Until 1939—just as the war started in Europe—everything remained on an even keel for the Viscontis. In October of that year Mr. Visconti fell to his death, consumed instantly in a bath of liquid steel. As her husband had not carried life insurance, Mrs. Visconti had to go out to work. Quite soon, she became a riveter at National Steel Car. The February 1942 issue of
The Car Builder
included this passage about her:
“Luanda Visconti is a heater. Tongs in her right hand, her left on the handle of the heater, Lucinda places three cold black rivets in the copper jaws of her machine. In a moment they are white hot. Her foot presses down one of the pedals at the base of her machine, tongs grip the rivet firmly, she draws it out and flips her wrist. It has no sooner left her tongs than she has another in its place”

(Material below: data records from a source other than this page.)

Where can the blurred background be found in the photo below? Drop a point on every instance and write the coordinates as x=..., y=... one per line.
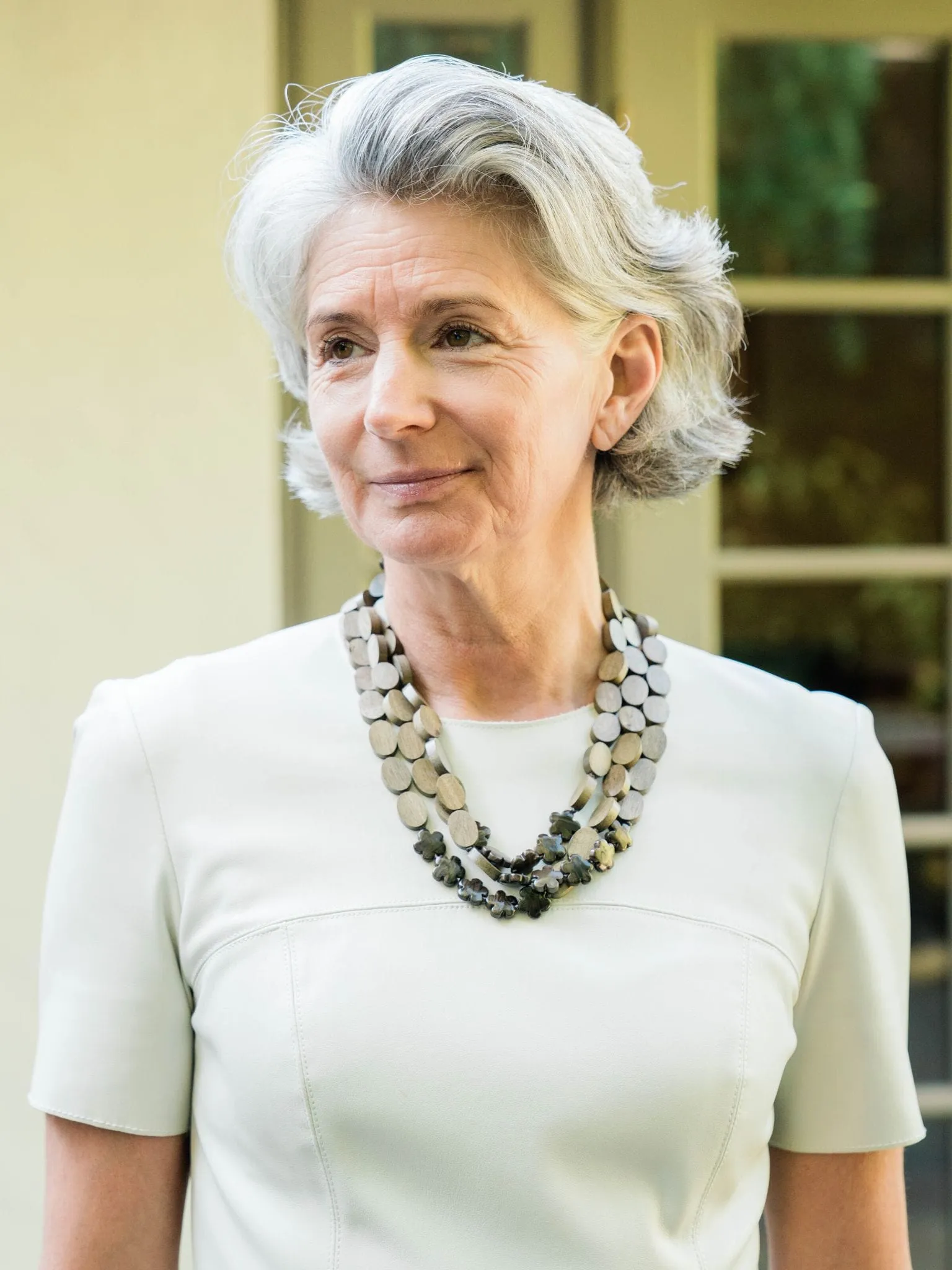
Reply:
x=141, y=510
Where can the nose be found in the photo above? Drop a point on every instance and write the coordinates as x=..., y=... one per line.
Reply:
x=399, y=394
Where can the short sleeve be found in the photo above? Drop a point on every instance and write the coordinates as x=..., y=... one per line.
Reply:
x=848, y=1085
x=115, y=1046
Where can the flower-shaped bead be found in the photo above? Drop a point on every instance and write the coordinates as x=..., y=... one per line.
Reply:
x=503, y=905
x=576, y=870
x=472, y=890
x=448, y=870
x=430, y=845
x=532, y=902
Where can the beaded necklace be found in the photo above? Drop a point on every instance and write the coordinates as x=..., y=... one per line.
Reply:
x=626, y=742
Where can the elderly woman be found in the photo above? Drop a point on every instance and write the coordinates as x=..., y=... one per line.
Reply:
x=420, y=933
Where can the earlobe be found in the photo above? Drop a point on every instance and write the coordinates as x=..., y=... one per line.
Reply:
x=635, y=360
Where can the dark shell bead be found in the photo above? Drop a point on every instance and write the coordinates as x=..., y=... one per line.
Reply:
x=450, y=870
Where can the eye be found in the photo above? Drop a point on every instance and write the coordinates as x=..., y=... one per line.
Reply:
x=462, y=337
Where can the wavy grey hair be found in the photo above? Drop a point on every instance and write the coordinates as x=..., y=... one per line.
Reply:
x=569, y=183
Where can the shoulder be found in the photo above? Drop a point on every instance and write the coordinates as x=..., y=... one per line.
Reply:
x=772, y=728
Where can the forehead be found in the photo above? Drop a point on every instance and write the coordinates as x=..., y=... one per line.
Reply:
x=375, y=252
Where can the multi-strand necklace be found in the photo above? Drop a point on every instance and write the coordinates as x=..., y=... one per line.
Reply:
x=626, y=741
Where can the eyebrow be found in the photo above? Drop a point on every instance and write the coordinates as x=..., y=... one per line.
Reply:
x=426, y=309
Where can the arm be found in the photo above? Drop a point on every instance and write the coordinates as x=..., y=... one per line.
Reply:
x=113, y=1201
x=837, y=1212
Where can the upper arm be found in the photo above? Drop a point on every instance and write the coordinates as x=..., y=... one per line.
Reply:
x=113, y=1201
x=837, y=1212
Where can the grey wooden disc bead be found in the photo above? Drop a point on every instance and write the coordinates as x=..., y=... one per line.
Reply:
x=372, y=705
x=656, y=710
x=631, y=719
x=659, y=681
x=654, y=742
x=384, y=738
x=633, y=690
x=606, y=728
x=412, y=809
x=397, y=774
x=643, y=775
x=609, y=696
x=410, y=742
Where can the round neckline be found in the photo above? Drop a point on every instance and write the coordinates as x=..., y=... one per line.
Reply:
x=518, y=723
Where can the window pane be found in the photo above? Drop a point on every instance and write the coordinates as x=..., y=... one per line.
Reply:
x=500, y=47
x=881, y=643
x=930, y=1198
x=928, y=998
x=831, y=156
x=850, y=441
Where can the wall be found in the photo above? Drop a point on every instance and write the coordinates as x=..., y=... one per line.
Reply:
x=139, y=493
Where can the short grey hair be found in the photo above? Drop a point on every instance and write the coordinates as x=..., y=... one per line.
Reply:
x=583, y=208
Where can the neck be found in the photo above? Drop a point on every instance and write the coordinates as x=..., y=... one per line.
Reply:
x=519, y=638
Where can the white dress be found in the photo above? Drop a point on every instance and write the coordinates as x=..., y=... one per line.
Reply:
x=239, y=939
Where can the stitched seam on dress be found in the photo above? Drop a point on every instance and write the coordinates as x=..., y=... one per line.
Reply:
x=309, y=1099
x=455, y=906
x=735, y=1109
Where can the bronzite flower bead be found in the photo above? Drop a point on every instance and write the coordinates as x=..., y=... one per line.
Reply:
x=617, y=770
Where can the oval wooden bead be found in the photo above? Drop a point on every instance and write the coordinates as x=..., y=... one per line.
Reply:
x=427, y=723
x=628, y=748
x=633, y=690
x=646, y=625
x=609, y=696
x=397, y=774
x=654, y=649
x=377, y=649
x=412, y=809
x=631, y=719
x=654, y=742
x=582, y=842
x=369, y=623
x=372, y=705
x=631, y=630
x=643, y=775
x=614, y=667
x=384, y=737
x=617, y=781
x=597, y=758
x=385, y=676
x=658, y=680
x=584, y=791
x=656, y=710
x=631, y=807
x=357, y=652
x=637, y=660
x=351, y=624
x=611, y=606
x=462, y=828
x=436, y=757
x=410, y=742
x=606, y=728
x=604, y=814
x=426, y=776
x=398, y=708
x=363, y=680
x=451, y=793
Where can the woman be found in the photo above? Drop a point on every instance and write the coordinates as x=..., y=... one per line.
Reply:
x=249, y=957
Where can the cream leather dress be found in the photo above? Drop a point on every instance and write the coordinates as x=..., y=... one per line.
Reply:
x=240, y=943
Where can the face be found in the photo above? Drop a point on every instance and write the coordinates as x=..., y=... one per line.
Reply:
x=451, y=395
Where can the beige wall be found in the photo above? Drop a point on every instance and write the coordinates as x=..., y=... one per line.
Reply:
x=139, y=498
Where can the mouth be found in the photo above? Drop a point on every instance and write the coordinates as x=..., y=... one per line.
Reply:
x=419, y=484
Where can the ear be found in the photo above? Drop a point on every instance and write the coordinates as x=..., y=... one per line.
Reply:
x=632, y=363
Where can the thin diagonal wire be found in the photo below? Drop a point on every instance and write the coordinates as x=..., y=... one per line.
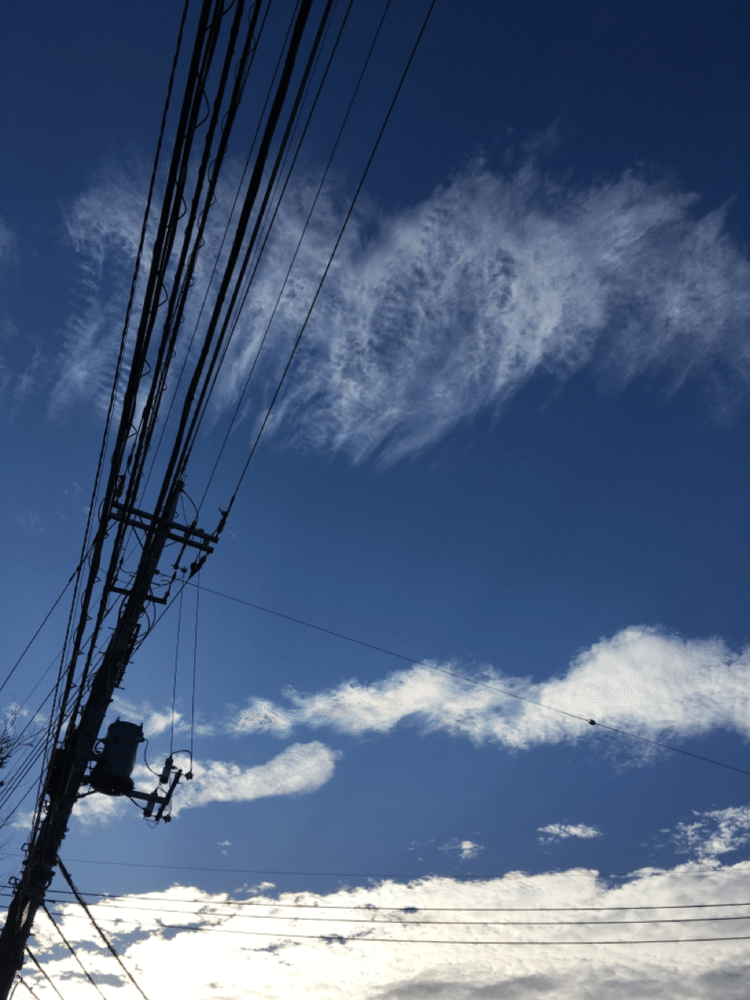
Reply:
x=44, y=974
x=473, y=680
x=174, y=680
x=70, y=948
x=66, y=875
x=195, y=669
x=333, y=253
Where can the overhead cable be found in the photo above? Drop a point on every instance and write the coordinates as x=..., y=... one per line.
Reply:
x=473, y=680
x=66, y=875
x=72, y=951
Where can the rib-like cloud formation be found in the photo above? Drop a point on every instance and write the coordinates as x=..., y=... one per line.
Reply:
x=430, y=938
x=641, y=680
x=432, y=314
x=301, y=768
x=492, y=279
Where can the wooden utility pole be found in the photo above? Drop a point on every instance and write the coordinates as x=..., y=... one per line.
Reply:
x=68, y=764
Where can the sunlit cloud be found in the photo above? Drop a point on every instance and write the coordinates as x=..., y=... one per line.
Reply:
x=641, y=680
x=298, y=770
x=715, y=832
x=466, y=850
x=432, y=937
x=432, y=314
x=562, y=831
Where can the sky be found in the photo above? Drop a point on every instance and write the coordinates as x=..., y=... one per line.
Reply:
x=504, y=491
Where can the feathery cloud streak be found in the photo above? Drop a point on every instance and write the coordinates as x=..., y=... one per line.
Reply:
x=451, y=306
x=300, y=769
x=641, y=680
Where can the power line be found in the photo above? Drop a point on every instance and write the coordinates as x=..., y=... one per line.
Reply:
x=422, y=875
x=44, y=622
x=469, y=680
x=402, y=922
x=44, y=974
x=372, y=908
x=332, y=255
x=23, y=982
x=100, y=932
x=340, y=939
x=70, y=948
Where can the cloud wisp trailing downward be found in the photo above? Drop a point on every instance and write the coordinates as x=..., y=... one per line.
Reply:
x=433, y=314
x=641, y=680
x=299, y=769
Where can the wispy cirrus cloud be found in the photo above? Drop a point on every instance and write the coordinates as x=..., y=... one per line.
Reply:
x=435, y=313
x=562, y=831
x=466, y=850
x=299, y=769
x=434, y=937
x=641, y=680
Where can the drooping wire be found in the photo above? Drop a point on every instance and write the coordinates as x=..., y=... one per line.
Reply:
x=301, y=238
x=195, y=670
x=31, y=955
x=70, y=948
x=361, y=939
x=259, y=903
x=23, y=982
x=174, y=679
x=66, y=875
x=424, y=875
x=44, y=622
x=405, y=917
x=474, y=680
x=332, y=255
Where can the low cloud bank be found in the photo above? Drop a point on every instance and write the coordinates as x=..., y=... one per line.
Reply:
x=435, y=937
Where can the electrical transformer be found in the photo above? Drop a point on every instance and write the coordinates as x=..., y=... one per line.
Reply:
x=115, y=763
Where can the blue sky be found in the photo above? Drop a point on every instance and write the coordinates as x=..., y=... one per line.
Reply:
x=512, y=448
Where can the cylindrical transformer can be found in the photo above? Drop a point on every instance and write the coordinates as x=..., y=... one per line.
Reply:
x=111, y=774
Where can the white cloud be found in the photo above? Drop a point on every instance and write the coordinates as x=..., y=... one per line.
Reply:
x=460, y=300
x=297, y=770
x=466, y=849
x=393, y=940
x=715, y=832
x=641, y=680
x=449, y=308
x=561, y=831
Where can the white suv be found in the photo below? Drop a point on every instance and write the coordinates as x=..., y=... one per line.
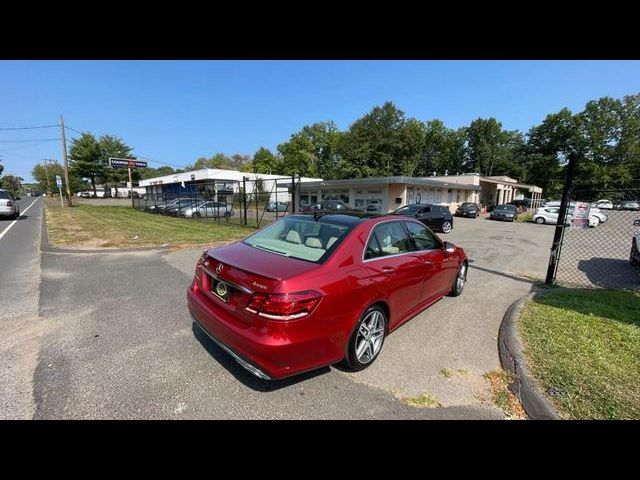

Since Mrs. Visconti was earning a decent salary, she was able to keep her five daughters in school. She was even able to afford to pay a housekeeper to look after the children in the afternoons until she arrived home from work at eight o'clock. Lucinda's work was mildly dangerous, but she thought she could survive it. But she did not survive the cervical cancer that carried her quickly and decisively away in February 1943.